Bentleyville, 2010, is a great place to catch the Christmas spirit, to say nothing of taking some interesting pictures with your camera, phone or whatever you have in your pocket. Above, you see a picture
I took of the Bentleyville version of Duluth’s Aerial Lift Bridge with an ore carrier about to go under. I don’t usually talk much about Photoshop; it has become a bad verb, but it showed me something about the pictures I took over there. In the top picture, it is very hard to see that the real Lift Bridge is just to the left of the Christmas ‘tree.’ I didn’t until I used the
shadow/highlight tool in Photoshop. That tool magically found the real Lift Bridge, or quite literally brought the real bridge out of the shadows. So it is hard to say Photoshop changed reality; in this case, it found a little more reality.) 

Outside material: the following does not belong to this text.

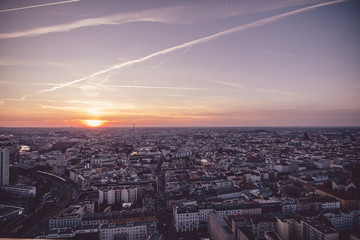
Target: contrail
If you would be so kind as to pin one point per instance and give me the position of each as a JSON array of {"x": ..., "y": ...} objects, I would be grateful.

But at the expense of messing up the nice black sky. Then I closed in on the bridge and found that my camera saw something I did not see, and I still don’t know exactly what that is.
These pictures were taken with a 1/3rd second exposure. If I had caught the bridge in motion, I assume the picture would be blurry. Does the camera have a memory of what it had seen just seconds or less before; I have no idea.